Compte tenu de la lenteur et de la bureaucratique que ces discussions sont devenues, cela vaut la peine de demander: les réunions de flic annuelles massives sont-elles toujours la bonne approche? Avec des dizaines de milliers de responsables gouvernementaux, de chefs d'entreprise et d'ONG qui se rassemblent chaque année, l'urgence de la crise climatique exige une prise de décision plus ciblée et axée sur les résultats.
Une alternative consiste à déléguer des négociations de financement clés à des groupes spécialisés plus petits. Le G20, par exemple, manque de représentation universelle mais comprend toutes les grandes économies – développées et développement – représentant 80% du PIB et des émissions mondiales, et les deux tiers de la population mondiale.
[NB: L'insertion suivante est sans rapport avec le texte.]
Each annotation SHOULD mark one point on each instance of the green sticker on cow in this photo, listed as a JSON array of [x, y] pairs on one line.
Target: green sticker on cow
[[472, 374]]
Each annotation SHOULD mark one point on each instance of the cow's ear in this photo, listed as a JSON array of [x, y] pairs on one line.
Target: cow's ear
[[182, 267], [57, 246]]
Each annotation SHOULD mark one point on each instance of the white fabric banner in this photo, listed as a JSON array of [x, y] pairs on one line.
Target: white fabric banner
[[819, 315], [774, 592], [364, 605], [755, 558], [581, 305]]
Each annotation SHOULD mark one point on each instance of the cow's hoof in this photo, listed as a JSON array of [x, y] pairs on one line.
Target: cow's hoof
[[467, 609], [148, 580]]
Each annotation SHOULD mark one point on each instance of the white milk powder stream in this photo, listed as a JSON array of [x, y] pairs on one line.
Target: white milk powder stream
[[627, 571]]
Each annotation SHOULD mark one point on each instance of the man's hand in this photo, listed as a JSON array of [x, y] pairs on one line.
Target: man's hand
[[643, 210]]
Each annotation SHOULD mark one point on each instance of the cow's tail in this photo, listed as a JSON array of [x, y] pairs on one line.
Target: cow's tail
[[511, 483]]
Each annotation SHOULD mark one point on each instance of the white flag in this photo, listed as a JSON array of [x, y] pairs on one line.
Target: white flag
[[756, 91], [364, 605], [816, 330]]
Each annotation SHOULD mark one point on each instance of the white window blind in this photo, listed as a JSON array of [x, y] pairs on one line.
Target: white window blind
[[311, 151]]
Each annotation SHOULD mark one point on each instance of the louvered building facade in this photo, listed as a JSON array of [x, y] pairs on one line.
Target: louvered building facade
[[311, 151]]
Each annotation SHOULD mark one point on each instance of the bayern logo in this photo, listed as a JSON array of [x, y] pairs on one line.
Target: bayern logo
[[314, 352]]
Plus important encore, ses membres contrôlent les plus grandes banques de développement multilatérales du monde, ce qui en fait une plate-forme naturelle pour conduire le financement climatique.
Une autre option est BRICS, qui s'est positionné comme un contrepoids aux institutions financières dirigées par l'Ouest. Avec la Chine, l'Inde, le Brésil et d'autres pays clés en développement jouant un rôle central, les BRICS pourraient mobiliser des sources alternatives de finance verte, réduisant la dépendance à l'égard du financement occidental et poussant un accès plus équitable aux marchés du carbone.
Si le G20 ou les BRICS devaient prendre les devants du financement du climat, l'accent devrait être mis sur l'élargissement de la capacité de prêt MDB, en tirant parti des capitaux privés et en incitant les investissements à grande échelle dans l'adaptation et l'atténuation du climat.
Avec COP29 qui ne garantit pas un cadre de financement adéquat, les pays en développement se retrouvent avec plus de questions que de réponses. Alors que l'écart de financement continue de croître, les engagements incrémentiels ne suffisent plus. La vraie question est maintenant de savoir si le processus COP est toujours le meilleur endroit pour ces négociations.
Si les grandes économies continuent de retarder les engagements réels, l'Inde, le Brésil et l'Afrique du Sud n'ont peut-être pas d'autre choix que de faire pression pour que les pourparlers de financement climatique se déplacent vers des plateformes comme le G20 ou les BRICS.
Pour que COP30 réussisse là où COP29 a échoué, il doit aller au-delà des engagements vagues pour obtenir des engagements financiers clairs et exécutoires. Sinon, le monde se réunira à nouveau, négociera et partira avec peu de progrès – tandis que la crise climatique continue de dégénérer.